How to troubleshoot a missing Hadoop DataNode

A missing DataNode warning means the NameNode has stopped receiving heartbeats from a worker that should be part of the HDFS cluster. The failure can come from a stopped daemon, hostname mismatch, storage directory problem, or network path between the worker and NameNode.

Start with the NameNode report because it shows whether the node is dead, excluded, or decommissioning. Then inspect the worker daemon, Hadoop logs, and configured data directory before changing cluster membership files.

Avoid formatting or deleting DataNode storage while troubleshooting. Those actions can remove local block replicas and turn a heartbeat problem into a data recovery problem.

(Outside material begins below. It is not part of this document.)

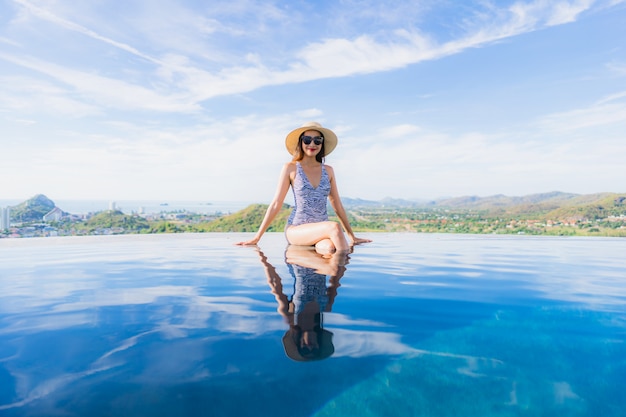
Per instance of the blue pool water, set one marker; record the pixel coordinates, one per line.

Steps to troubleshoot a missing Hadoop DataNode:

  1. List dead and live DataNodes from the NameNode.
    $ hdfs dfsadmin -report
    Live datanodes (2):
    Name: worker01.example.net:9866
    Name: worker03.example.net:9866
    Dead datanodes (1):
    Name: worker02.example.net:9866
  2. Check the DataNode daemon on the missing host.
    $ jps
    2481 DataNode
    2610 NodeManager
    2754 Jps

    Missing DataNode output here usually means the worker daemon stopped or never started.

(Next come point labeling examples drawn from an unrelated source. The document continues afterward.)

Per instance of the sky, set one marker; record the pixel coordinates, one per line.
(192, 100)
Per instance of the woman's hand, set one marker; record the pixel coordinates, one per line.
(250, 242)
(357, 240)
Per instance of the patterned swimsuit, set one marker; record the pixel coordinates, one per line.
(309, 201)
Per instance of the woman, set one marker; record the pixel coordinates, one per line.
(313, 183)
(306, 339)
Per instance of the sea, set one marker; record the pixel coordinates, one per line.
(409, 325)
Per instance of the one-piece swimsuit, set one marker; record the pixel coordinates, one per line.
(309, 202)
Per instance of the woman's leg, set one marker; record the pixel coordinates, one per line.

  3. Read the recent DataNode log on the worker.
    $ hdfs --daemon status datanode
    datanode is running as process 2481.
  4. Verify that the worker uses the same HDFS URI as the cluster.
    $ hdfs getconf -confKey fs.defaultFS
    hdfs://master01.example.net:9000
  5. Check the configured DataNode storage path.
    $ hdfs getconf -confKey dfs.datanode.data.dir
    file:///data/hadoop/hdfs/data
  6. Restart the DataNode after correcting configuration or storage permissions.
    $ hdfs --daemon stop datanode
    Stopping datanode
  7. Confirm the node returns to the live list.
    $ hdfs dfsadmin -report
    Live datanodes (3):
    Name: worker01.example.net:9866
    Name: worker02.example.net:9866
    Name: worker03.example.net:9866